The case concerns an Egyptian national, MAH, whose father was arrested and imprisoned because of an association (real or perceived) with the Muslim Brotherhood. He subsequently died during his imprisonment. Two other relatives of MAH were also detained for the same reason. MAH applied for asylum in the UK on the basis that he, too, would be at risk in Egypt as a result. He was a minor when he first claimed asylum, but his appeal went back and forth between the First-tier and Upper Tribunals, culminating in the Upper Tribunal’s latest decision being promulgated after MAH reached adulthood.

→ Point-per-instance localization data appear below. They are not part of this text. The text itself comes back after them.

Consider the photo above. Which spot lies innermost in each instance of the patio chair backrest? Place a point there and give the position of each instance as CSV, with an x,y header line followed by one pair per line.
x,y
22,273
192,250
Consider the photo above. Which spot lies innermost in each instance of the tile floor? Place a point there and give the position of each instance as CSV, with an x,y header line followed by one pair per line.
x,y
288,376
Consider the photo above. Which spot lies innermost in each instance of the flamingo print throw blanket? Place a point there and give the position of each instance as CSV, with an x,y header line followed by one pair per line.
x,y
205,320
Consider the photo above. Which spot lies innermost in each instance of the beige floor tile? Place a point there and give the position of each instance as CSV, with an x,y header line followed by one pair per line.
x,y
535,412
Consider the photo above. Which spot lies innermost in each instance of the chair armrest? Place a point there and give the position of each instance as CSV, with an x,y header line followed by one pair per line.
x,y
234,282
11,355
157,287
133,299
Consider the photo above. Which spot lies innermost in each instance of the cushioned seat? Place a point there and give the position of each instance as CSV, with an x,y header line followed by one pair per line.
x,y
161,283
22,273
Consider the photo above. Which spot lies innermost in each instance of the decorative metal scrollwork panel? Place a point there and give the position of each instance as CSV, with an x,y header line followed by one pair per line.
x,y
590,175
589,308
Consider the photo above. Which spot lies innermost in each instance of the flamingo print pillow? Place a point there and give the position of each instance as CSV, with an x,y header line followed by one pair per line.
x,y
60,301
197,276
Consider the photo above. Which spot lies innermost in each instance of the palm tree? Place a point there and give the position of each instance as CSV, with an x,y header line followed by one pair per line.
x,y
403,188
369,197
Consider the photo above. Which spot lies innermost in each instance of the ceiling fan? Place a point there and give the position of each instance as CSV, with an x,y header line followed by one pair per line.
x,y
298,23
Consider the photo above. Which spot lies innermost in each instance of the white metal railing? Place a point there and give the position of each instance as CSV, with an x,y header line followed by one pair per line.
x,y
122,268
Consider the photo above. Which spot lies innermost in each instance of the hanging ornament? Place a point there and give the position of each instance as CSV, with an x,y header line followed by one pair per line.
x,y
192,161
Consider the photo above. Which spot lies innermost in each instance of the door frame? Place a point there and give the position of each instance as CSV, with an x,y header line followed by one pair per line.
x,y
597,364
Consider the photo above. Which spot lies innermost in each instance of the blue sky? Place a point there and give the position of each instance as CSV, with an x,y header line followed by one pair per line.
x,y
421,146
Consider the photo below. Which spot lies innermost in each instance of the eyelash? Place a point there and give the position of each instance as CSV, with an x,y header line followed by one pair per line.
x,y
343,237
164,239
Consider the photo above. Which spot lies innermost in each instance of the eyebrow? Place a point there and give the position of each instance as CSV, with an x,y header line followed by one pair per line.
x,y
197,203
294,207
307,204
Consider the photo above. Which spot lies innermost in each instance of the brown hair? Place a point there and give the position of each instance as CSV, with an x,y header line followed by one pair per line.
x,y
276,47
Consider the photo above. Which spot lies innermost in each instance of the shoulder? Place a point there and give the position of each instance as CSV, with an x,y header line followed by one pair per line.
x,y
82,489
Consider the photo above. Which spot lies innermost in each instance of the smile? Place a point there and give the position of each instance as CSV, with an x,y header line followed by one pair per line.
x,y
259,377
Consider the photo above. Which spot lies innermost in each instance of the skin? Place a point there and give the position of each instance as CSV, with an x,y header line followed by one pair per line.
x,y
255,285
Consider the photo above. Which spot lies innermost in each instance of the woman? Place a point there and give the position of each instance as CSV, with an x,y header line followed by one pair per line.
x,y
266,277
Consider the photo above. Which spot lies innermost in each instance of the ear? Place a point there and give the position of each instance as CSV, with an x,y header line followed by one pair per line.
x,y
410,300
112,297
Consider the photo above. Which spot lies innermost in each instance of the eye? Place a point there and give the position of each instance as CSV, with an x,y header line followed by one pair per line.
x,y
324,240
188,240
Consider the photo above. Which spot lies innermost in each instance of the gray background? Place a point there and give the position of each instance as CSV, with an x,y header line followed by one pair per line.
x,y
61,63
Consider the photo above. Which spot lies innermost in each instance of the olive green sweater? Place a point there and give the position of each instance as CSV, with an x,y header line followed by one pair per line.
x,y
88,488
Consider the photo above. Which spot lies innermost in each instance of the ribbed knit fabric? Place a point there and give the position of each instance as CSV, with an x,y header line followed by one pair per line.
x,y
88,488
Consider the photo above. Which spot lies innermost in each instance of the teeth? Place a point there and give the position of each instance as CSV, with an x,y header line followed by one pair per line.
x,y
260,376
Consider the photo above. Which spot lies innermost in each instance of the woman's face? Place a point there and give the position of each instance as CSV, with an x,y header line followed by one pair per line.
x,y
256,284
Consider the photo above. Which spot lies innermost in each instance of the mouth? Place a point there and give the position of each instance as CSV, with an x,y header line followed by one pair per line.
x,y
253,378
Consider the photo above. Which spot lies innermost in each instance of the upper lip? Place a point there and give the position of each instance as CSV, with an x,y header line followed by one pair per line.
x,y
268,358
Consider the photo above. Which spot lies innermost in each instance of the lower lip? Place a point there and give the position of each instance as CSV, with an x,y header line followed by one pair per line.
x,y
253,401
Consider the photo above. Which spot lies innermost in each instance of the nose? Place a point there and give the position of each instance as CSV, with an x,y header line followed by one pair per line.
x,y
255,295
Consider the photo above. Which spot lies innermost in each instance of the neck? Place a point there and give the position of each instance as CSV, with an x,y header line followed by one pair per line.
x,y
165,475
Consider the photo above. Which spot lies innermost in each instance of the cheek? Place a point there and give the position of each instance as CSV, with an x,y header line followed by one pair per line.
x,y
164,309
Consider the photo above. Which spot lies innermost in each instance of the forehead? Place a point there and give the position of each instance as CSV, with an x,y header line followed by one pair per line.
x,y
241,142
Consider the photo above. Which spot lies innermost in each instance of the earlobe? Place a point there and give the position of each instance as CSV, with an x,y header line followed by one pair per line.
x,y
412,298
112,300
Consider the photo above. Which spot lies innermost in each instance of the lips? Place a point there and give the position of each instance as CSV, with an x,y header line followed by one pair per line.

The Upper Tribunal accepted that MAH’s father had indeed been arrested and imprisoned. It also accepted he had died in a prison notorious for housing political prisoners. It did not, however, accept that those events arose as a result of an actual or perceived association with the Muslim Brotherhood. The Court of Appeal disagreed. It concluded that the Upper Tribunal had imposed the wrong standard of proof, requiring something more exacting than what was in fact required in refugee protection claims, i.e. a ‘reasonable degree of likelihood’; and that in substance it had required corroborative evidence when there is no such requirement in law. Ultimately, the Court found there was only one conclusion reasonably open to it: that MAH was a refugee.

The Court’s judgment helpfully sets out the key principles relevant to refugee status determination, including the correct standard of proof; credibility; and the role of appellate courts in such cases. Importantly, it also identifies the correct approach to the Immigration Rules that are concerned with giving applicants ‘the benefit of the doubt’ in refugee protection claims.